El poblamiento de Nueva Zelanda por los Maorís

Opinión-Ageron

Jesús Centenera.
Ageron Internacional.


De los estudios de los “Dominios” anglosajones

Era un día luminoso y azul, regalo de “Rangi Nui”, el Padre Cielo, que se abrazaba voluptuosamente a “Papa Tua Nuku”, la Madre Tierra, tumbada ante él y engalanada con un exuberante follaje verde que resplandecía bajo el sol. Se trataba de una visión impresionante, pensó para sí Rewi Maniapoto, mientras sonreía a su colega el jefe Tauhana Tikao Kao  de la tribu de los Enkani Maniapoto. Ese día, más de 2.000 guerreros estaban en lo alto de las colinas, bailando la HAKA, la terrible danza guerrera maorí. Con sus psicodélicos tatuajes de intrincado dibujo, sus mortíferas armas de guerra, sus rostros sudorosos y viriles al sol, alternando los gritos a pleno pulmón, con los dientes apretados, de aspecto fiero, justo antes de lanzar dentelladas al aire. Esta iba a ser la batalla definitiva y la iban a ganar. ¿O acaso no habían resistido bien en la línea defensiva de Waikato Rangi? ¿Y no habían humillado y conseguido detener a esos malditos ingleses en Paterangi con sus “Pa” o sistemas de fuertes escalonados? ¿Y no venía su linaje del mismísimo Rahiri, como mostraba su “Wakapapa” o genealogía, a partir del cual empezaron los “hombres verdaderos”? ¿No eran sus antepasados los que dirigían la Te Araua, la más importante de las siete canoas que habían partido del “Hawaiki” o lugar de origen primigenio, y habían llegado a esas islas que los dioses habían entregado a su pueblo tras años de migraciones de isla en isla?

 

En realidad, además de las leyendas y de la tradición oral, hay muchas interpretaciones para explicar la llegada de los polinesios a las islas que los europeos acabarían conociendo como Nueva Zelanda. Y muchas de ellas contradictorias.

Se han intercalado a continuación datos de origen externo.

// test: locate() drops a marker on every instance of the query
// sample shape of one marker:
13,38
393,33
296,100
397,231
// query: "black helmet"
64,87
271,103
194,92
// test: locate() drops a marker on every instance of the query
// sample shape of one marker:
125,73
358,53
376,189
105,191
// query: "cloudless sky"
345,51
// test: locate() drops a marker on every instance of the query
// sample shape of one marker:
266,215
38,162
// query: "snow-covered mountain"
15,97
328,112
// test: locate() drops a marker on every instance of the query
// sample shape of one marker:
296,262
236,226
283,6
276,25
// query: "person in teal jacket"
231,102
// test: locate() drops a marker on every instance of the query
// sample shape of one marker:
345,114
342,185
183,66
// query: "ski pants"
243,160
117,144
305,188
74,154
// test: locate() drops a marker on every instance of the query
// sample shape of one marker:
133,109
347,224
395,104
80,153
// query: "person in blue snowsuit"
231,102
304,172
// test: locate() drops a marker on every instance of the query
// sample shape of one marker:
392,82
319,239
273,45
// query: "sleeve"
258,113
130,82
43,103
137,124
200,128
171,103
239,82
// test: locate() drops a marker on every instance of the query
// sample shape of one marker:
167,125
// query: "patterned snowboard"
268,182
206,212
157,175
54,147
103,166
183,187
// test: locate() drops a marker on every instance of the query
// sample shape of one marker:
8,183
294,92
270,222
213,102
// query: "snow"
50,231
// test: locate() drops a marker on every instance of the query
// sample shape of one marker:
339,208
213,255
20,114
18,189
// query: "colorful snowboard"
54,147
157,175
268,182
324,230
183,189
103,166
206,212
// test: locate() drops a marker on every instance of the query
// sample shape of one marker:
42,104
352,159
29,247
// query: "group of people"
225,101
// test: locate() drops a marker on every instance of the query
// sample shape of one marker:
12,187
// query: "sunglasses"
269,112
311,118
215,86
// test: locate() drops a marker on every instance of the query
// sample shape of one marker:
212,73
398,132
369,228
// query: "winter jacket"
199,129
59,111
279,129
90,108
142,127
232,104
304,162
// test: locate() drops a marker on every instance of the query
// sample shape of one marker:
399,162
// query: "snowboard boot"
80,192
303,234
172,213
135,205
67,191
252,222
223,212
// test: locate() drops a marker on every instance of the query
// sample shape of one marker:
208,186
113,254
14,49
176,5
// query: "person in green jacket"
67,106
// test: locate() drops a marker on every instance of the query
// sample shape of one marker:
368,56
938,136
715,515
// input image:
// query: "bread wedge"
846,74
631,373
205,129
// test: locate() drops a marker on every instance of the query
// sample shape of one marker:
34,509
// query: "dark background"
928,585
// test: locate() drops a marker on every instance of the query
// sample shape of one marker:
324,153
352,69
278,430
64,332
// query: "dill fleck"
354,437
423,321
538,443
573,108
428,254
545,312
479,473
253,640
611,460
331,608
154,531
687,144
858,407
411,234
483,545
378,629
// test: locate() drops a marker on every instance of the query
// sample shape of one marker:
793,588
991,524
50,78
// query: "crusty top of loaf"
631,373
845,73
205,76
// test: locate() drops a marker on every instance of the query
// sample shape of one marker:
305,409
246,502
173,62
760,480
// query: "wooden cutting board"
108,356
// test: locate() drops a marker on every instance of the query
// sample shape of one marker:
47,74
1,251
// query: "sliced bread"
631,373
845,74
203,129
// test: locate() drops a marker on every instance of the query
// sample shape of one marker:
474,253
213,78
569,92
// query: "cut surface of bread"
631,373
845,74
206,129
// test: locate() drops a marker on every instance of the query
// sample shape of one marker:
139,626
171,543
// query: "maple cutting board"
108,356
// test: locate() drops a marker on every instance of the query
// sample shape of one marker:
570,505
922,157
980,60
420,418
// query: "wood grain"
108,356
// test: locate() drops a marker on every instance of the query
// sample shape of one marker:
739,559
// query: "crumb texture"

Pero la parte más fascinante, en cualquier caso, es el hecho de la diferencia en el patrón. Así, durante cientos de años, los polinesios, avezados marinos que seguían las estrellas y sabían orientarse de manera extraordinaria, habían ido saltando de isla en isla cubriendo la inmensidad del Pacífico, con sus canoas parecidas a catamaranes, con sus batatas, sus árboles del pan, sus cerdos, sus gallinas, sus perros y sus ratas. Pero siempre en dirección del Noroeste al Sudeste, en contra de los vientos y corrientes marinas principales, desde algún lugar entre Taiwán e Indonesia, hasta la lejana isla de Pascua, y quizás hasta la mismísima América. La razón era que los polinesios contaban con poder volver arrastrados por los vientos y las corrientes, por lejos que se hubieran desplazado. Excepto en Hawái y en Nueva Zelanda, de descubrimiento más tardío, que están, inexplicablemente, fuera de este eje de desplazamiento.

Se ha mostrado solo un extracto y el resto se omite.